Why yes, yes there was. PCLP #5.2, which can be found in the perlgolf history book. The winning solutions were submitted by (no surprise) Rick Klement and Ton Hospel, both at 78 bytes. Their solutions were as follows:

78, Rick Klement
(\$c,@0)=map P|(\$c=\$c%(\$d=20*\$?+10).0+\$_*\$?)/\$d,@0while@0[0,1e3]=3,--\$?;print@0

78, Ton Hospel
print!s!\w+!\$\=(\$z=\$&.0+\$?--*\$\)/++(\$b=2*\$?||239)|0;\$z%\$b!egfor(-48x65536)x1e3

Ton later reduced Rick's solution to 77 strokes post-mortem:

(\$c,@0)=map P|(\$c=\$c%(\$d=10+20*\$?).0+\$_*\$?)/\$d,@0while\$?-=@0[0,1e3]=3;print@0

I'm going to focus on Rick's solution for two reasons. First, because he uses the same algorithm I do, and second, because I have no idea how Ton's solution works. I suspect he might be using the same algorithm, but I honestly can't be sure (2*\$?||239 seems rather bizarre, for example). If these two solutions do have anything in common, however, it's that they're both horrendously slow. Ricks solution takes approximately 47s on my computer, while Ton's clocks in at 136s. In my experience, anything that takes more than ~1.3s locally will timeout on the codegolf server.

But not all hope is lost. Both solutions abuse the fact that \$? is stored internally as an unsigned short, meaning that decrementing it will result in 65535, eliminating the need for initialization. However, only ~3322 iterations are necessary (each deeper iteration produces one more binary bit of π. Crazy, I know). There's also a lot of unnecessary string -> int conversion going on, which slows things down a bit as well. Rick's solution is also particularly nice to work with, because the decimal place can be hacked in simply by changing the literal 3 with '3.'.

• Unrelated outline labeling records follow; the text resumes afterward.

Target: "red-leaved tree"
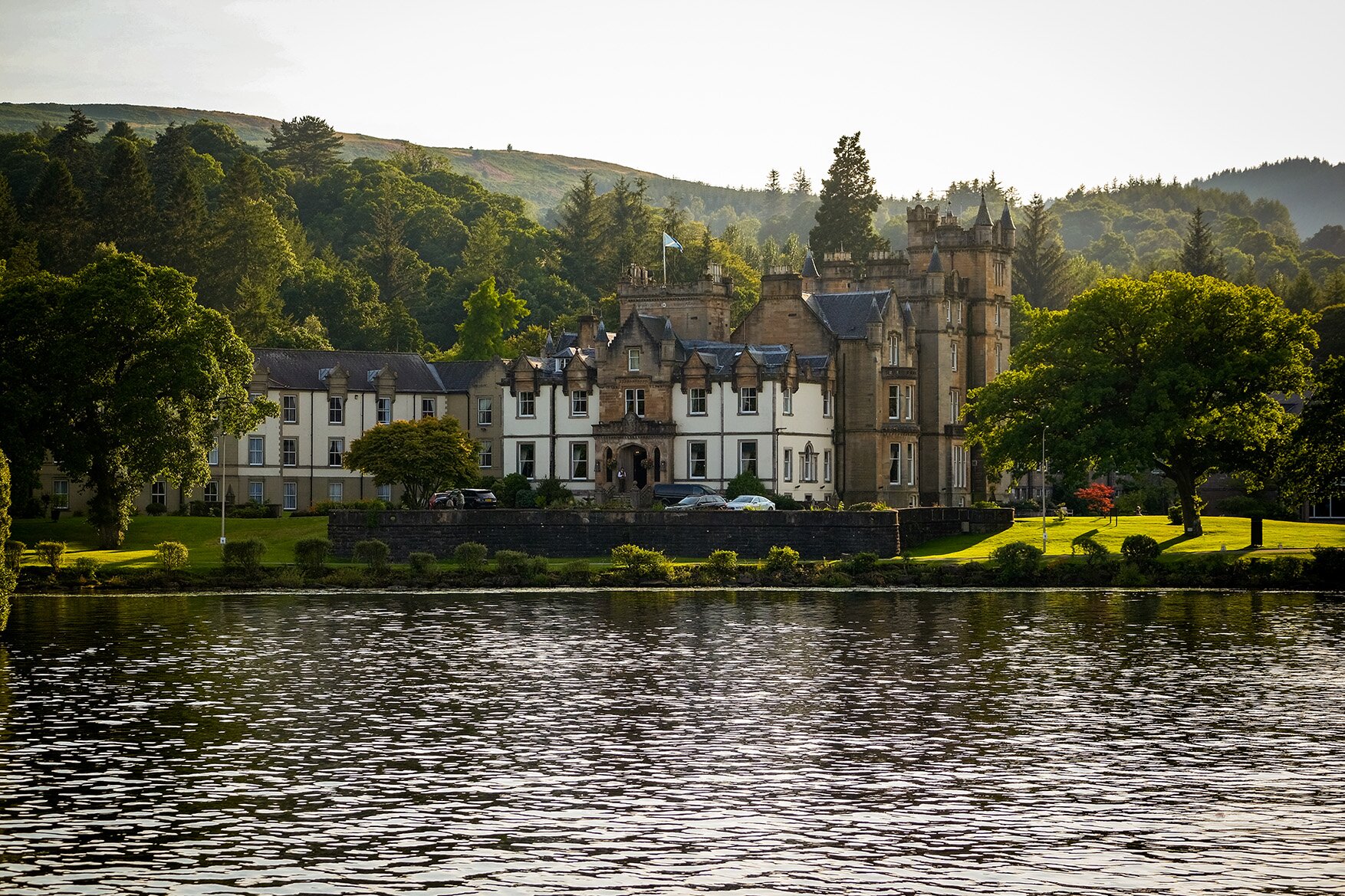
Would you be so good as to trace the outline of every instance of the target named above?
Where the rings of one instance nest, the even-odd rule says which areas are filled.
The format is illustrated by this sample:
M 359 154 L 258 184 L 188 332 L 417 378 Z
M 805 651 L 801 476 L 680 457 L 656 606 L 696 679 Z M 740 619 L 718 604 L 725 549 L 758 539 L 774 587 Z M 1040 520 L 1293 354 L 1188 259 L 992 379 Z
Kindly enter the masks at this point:
M 1115 488 L 1098 482 L 1091 486 L 1084 486 L 1076 491 L 1075 498 L 1085 502 L 1088 505 L 1088 510 L 1093 511 L 1099 517 L 1104 517 L 1116 509 L 1116 502 L 1111 499 L 1115 494 Z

A re-work of Rick's solution, 12 bytes heavier, but 28 times as fast:

\$a=3322;(\$c,@0)=map 0|(\$c=\$c%(\$d=10+20*\$a)*10+\$_*\$a)/\$d,@0while\$a-=@0[0,1001]='3.';print@0

and... it times out. Almost fast enough at 1.67s locally, but not quite fast enough. Still fairly impressive though, considering that it calculates 1 digit at a time, instead of 8. If this could somehow be made ~25% faster, it could take the lead.

And finally, my own post mortem to PCLP #5.2:

56, primo ((very) post-mortem)
use bigint;\$c=6x4;\$_=\$_/\$c*--\$c/2+2e999while\$c-->2;print

As far as I can tell this should be entirely compliant with the rules, with a very acceptable run time as well at ~1.15s.

Replies are listed 'Best First'.
Re^2: The golf course looks great, my swing feels good, I like my chances (Part IV)
by eyepopslikeamosquito (Bishop) on Jun 07, 2013 at 20:54 UTC

I have no idea how Ton's solution works
Ha ha! This was a common problem back in the good old days. Eugene van der Pijll, even after defeating Ton with his Mad Dutch algorithm to win the TPR(0,5a) infix-to-postfix tournament, never did understand Ton's third-placed solution. Ton was by far the most inventive golfer of that era, often unearthing astonishing hacks from deep study of perl's C implementation.

That was terrifically interesting primo, thanks!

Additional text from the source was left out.